One of the most memorable slow ballads of the 1950s would be Johnny Cash’s first humber one hit, “I Walk The Line”. Released in 1956, it hit number one right away on the Billboard charts. The depth of the music combined with legendary lyrics makes this single an iconic masterpiece of the decade. The unique chord progression of the song sprung out from Johnny Cash experimenting with reversing the guitar sections on an old tape recorder. The writing process was just pure genius. Although the song was re-recorded and remastered a couple of times, nothing beats the original from Sun Records. The success of the song is reflected in its performance on the record charts, remaining for over 43 weeks! “I Walk The Line” is part of Rolling Stone’s list of the “500 Songs That Shaped Rock and Roll”. It is also part of the Rock and Roll Hall of Fame and sits at No. 30 on the list of the 500 Greatest Songs of All Time.
“Rock Around the Clock” by Bill Haley & His Comets was called by Dick Clark as “The National Anthem of Rock ‘n’ Roll.” It was written in the 12-bar blues format by lyricist Max Freedman and Jimmy De Knight in 1952 and was released by Bill Haley on May 20, 1954. The song rose to the charts and is considered one of the cornerstones of rock music. Although very popular and highly successful, the song is not actually the first rock and roll record ever. It is, however, considered as one of the songs that brought rock and roll into the mainstream. Its legacy is secured in its place as 158 on the Rolling Stone magazine’s list of The 500 Greatest Songs of All Time.

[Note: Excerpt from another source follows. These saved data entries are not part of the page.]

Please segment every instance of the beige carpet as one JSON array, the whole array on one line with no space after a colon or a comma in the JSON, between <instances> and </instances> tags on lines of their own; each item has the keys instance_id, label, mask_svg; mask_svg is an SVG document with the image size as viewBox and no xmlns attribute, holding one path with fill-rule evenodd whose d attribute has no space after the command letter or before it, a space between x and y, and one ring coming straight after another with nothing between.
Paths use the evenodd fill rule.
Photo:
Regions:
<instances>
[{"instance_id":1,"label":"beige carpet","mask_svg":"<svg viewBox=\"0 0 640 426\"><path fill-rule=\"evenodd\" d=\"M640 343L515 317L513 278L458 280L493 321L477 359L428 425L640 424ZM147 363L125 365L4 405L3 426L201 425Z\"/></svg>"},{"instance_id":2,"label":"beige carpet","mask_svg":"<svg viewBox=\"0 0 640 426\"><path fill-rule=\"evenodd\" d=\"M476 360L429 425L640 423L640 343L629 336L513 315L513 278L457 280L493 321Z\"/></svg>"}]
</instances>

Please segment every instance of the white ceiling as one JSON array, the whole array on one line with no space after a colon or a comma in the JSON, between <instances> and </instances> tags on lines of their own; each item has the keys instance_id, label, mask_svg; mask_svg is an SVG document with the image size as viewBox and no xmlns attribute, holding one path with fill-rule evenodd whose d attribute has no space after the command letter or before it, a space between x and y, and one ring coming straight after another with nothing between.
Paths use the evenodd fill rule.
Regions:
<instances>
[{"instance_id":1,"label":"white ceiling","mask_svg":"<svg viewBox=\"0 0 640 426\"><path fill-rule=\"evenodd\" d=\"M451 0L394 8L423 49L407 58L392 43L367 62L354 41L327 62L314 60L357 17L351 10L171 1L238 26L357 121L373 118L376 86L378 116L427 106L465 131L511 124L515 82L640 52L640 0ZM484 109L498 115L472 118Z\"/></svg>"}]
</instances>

This list would not be complete without an Elvis Presley classic on it. Elvis has made so many songs iconic and one of those would be his 1957 hit single “Jailhouse Rock”. This track along with his previous single “Hound Dog” prior to the release of “Jailhouse Rock” has become anthems for the rock and roll revolution of the 50s. Many could claim that Elvis was the face of the fifties, his name is in fact, one of the most famous ones from that particular decade in entertainment history. This song has also proven to be such a legacy, securing the 67th spot on Rolling Stone’s list of The 500 Greatest Songs of All Time. Among its many accolades include being named one of The Rock and Roll Hall of Fame’s 500 Songs that Shaped Rock and Roll and also being recently inducted into the Grammy Hall of Fame. Topping the Billboard charts, the track is also certified double-platinum having sold over 2 million copies. With its bluesy sound and stop-start rhythm, no one can deny that “Jailhouse Rock” really helped define the music of the 50s.
It’s has one of the most recognizable introduction riffs of all time – and with those rolling piano ad libs and high energy rhythm Chuck Berry’s 1958 iconic hit is a 1950s music legacy. Based on Chuck Berry’s own autobiography about a boy from humble beginnings with a staggering skill on guitar and a dream of making it big in the business, the song hit it big with young audiences from its decade and beyond. It is also credited as the “first rock & roll hit about rock & roll stardom”. Upon its release, it peaked at number 2 on the Billboard charts. It has also been widely covered by the biggest stars in rock n’ roll including B..B. King. The Beatles, Bruce Springsteen, and has been ingrained in the mainstream popular culture as part of the soundtrack of films such as “American Graffiti”, and most famously played by Marty McFly in “Back to the Future”. Aside from ranked seventh on Rolling Stone’s list of the “500 Greatest Songs of All Time” and being inducted into the Rock and Roll Hall Fame, the greatest accolade of “Johnny B. Goode” would be being one of four American songs included on NASA’s Voyager Golden Record, attached to the Voyager spacecraft as representing rock and roll, among many cultural achievements of humanity.